Gentrificação e guerra às drogas em São Paulo
Desde sua fundação, há dez anos, a Iniciativa Negra denuncia o uso da guerra às drogas como justificativa para a remoção de comunidades negras e periféricas em São Paulo. Esse processo se intensifica nas regiões da Luz, Campos Elíseos e Barra Funda, onde as ações do poder público se articulam com interesses imobiliários e têm como consequência o desalojamento forçado de famílias negras.
Para a socióloga, as mesmas pessoas que acusam as favelas de serem centros do tráfico muitas vezes operam diretamente em redes ilegais, demonstrando, segundo Nathália, que o sistema é seletivo, racista e sustentado por uma lógica que favorece a criminalização da população negra.
A criminalização desses territórios envolve a construção de narrativas que os associam diretamente ao crime organizado.

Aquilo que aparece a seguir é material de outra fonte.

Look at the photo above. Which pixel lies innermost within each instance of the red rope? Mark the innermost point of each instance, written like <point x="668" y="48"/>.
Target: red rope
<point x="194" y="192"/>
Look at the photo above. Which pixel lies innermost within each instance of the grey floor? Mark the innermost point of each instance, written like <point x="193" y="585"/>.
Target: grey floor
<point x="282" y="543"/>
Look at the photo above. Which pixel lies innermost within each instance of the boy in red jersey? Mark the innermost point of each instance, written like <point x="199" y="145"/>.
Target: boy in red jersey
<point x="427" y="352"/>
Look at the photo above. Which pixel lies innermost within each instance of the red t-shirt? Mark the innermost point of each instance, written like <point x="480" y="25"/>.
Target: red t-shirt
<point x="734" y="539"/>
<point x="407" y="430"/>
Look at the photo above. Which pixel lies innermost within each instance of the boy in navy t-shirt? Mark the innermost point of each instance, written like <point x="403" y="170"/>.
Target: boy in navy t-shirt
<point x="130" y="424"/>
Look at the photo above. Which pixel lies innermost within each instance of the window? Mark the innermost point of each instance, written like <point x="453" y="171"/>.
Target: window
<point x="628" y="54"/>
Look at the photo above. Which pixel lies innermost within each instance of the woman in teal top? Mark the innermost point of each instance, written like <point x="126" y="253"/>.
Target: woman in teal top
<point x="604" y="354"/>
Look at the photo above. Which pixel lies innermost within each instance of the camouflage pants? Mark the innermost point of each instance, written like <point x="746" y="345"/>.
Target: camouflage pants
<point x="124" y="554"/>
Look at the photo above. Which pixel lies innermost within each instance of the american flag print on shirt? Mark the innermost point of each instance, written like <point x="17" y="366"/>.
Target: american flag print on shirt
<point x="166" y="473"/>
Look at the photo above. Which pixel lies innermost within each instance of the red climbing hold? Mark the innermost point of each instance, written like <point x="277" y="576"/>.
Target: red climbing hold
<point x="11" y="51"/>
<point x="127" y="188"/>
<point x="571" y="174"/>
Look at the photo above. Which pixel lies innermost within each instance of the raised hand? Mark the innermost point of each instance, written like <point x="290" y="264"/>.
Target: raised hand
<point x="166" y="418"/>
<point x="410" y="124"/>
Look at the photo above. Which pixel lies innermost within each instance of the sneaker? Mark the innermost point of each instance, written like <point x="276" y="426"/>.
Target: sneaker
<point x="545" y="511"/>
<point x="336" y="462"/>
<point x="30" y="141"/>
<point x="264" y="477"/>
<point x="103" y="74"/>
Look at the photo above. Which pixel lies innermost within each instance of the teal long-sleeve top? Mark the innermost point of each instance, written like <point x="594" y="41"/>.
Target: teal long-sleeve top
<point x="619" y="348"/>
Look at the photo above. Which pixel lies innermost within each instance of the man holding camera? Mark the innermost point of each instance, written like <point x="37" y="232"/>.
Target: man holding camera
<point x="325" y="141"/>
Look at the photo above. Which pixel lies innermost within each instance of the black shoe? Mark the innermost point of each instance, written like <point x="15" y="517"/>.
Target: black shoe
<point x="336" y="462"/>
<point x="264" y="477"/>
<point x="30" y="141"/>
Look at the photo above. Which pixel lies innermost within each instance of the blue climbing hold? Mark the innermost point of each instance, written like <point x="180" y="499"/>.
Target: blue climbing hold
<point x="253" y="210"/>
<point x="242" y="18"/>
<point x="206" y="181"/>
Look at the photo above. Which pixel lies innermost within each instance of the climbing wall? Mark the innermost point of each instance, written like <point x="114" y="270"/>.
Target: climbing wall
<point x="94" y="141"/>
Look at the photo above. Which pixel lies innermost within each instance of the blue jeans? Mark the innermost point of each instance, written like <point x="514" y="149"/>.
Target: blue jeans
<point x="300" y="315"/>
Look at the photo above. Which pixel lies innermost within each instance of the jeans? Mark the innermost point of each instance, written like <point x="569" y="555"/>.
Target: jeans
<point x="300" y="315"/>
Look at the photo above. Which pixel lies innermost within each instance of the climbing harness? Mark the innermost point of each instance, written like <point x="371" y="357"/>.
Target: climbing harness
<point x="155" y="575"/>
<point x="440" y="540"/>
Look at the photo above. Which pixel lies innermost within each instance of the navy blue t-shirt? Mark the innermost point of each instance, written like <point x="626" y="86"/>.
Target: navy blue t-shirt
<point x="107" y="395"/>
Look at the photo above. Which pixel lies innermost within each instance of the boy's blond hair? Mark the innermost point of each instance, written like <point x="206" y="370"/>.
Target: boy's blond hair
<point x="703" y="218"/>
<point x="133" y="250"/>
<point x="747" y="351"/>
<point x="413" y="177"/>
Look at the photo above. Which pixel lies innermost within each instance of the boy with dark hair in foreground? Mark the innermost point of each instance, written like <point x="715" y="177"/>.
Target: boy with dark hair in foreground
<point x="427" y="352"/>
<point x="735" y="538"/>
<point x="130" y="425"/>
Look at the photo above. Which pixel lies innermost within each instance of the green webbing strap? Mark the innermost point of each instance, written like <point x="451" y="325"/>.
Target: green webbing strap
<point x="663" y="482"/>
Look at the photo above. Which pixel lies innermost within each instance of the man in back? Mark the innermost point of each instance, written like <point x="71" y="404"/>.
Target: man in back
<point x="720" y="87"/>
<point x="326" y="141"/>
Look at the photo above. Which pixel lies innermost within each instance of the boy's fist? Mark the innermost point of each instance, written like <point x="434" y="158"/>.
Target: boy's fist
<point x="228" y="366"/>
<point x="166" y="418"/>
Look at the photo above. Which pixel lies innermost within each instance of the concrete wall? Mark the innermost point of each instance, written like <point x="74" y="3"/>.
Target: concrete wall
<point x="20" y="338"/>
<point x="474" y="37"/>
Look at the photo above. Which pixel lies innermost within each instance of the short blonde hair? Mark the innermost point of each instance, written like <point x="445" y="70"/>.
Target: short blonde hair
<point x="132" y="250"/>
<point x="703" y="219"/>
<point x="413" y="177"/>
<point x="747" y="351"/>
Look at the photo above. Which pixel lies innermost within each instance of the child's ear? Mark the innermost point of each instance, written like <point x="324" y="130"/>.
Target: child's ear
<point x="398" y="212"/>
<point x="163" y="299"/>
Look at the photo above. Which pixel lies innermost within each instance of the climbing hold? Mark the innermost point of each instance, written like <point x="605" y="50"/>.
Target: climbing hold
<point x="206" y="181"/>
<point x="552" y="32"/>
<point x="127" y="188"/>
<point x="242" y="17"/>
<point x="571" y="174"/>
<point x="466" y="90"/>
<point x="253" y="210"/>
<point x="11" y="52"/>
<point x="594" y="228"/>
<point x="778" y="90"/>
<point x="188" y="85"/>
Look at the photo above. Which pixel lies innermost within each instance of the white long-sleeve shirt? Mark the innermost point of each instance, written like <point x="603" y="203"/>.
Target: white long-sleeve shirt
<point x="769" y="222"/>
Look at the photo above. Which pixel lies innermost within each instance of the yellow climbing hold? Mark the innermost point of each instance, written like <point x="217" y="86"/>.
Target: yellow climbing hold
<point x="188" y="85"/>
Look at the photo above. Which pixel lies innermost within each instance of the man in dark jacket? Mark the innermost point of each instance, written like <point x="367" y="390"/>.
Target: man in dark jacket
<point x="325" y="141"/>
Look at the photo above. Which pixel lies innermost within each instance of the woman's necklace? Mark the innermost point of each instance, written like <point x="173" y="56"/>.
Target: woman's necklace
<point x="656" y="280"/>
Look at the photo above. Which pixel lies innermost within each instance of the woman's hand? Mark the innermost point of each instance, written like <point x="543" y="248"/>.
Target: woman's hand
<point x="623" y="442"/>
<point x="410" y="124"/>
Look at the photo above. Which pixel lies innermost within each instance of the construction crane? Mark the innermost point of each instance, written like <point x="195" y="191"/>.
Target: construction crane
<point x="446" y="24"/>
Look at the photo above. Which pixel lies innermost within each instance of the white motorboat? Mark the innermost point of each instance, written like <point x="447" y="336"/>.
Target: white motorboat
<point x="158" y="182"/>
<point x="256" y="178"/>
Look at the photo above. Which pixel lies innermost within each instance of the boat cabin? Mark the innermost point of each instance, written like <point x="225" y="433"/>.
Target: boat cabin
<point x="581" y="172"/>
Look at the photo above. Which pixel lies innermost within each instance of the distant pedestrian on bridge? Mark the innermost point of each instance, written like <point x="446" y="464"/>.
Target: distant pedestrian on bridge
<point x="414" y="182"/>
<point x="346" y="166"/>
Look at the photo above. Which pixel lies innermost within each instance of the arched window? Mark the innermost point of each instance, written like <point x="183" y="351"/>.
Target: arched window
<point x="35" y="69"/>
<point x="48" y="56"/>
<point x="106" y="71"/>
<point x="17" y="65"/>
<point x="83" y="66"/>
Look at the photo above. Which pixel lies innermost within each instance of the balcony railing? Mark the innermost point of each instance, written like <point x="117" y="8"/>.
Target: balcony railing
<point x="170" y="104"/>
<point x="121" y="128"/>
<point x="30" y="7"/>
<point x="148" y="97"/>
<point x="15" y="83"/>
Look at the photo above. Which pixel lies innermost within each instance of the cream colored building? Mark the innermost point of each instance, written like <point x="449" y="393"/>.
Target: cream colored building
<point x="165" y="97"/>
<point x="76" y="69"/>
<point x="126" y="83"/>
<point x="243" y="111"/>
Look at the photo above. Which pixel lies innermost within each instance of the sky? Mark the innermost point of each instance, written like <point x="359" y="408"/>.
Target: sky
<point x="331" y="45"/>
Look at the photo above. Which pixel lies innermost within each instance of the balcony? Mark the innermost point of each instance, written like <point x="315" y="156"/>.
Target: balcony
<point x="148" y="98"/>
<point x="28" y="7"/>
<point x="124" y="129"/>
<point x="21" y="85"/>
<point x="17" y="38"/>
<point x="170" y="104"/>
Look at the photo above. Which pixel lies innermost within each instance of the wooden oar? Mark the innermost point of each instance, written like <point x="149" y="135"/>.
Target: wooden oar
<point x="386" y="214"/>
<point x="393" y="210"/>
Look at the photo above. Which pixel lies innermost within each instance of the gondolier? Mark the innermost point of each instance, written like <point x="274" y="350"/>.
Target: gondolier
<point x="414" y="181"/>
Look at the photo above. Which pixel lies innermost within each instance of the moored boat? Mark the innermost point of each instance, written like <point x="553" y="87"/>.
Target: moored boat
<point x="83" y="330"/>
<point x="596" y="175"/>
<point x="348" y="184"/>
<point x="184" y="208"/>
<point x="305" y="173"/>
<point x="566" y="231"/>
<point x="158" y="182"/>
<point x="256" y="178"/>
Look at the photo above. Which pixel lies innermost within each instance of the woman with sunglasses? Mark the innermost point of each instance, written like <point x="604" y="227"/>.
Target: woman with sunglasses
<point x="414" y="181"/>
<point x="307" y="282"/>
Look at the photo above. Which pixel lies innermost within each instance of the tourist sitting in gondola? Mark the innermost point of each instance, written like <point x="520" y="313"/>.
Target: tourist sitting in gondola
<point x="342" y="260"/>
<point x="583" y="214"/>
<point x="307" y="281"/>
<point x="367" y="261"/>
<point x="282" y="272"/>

No caso da Favela do Moinho, a acusação de que a comunidade seria um “QG do PCC” circulou amplamente pela mídia tradicional. A delegada responsável pela segurança pública na região — a 77ª DP — foi investigada e afastada, em fevereiro, por envolvimento em um esquema de corrupção que movimentou R$ 81 milhões ligados ao tráfico.
O uso do território como ferramenta de exclusão
O terreno onde está localizada a Favela do Moinho pertence à União e deve dar lugar a um parque e a um palácio oficial do governo estadual, como parte de uma parceria entre a gestão de Tarcísio de Freitas (Republicanos) e a Prefeitura de São Paulo.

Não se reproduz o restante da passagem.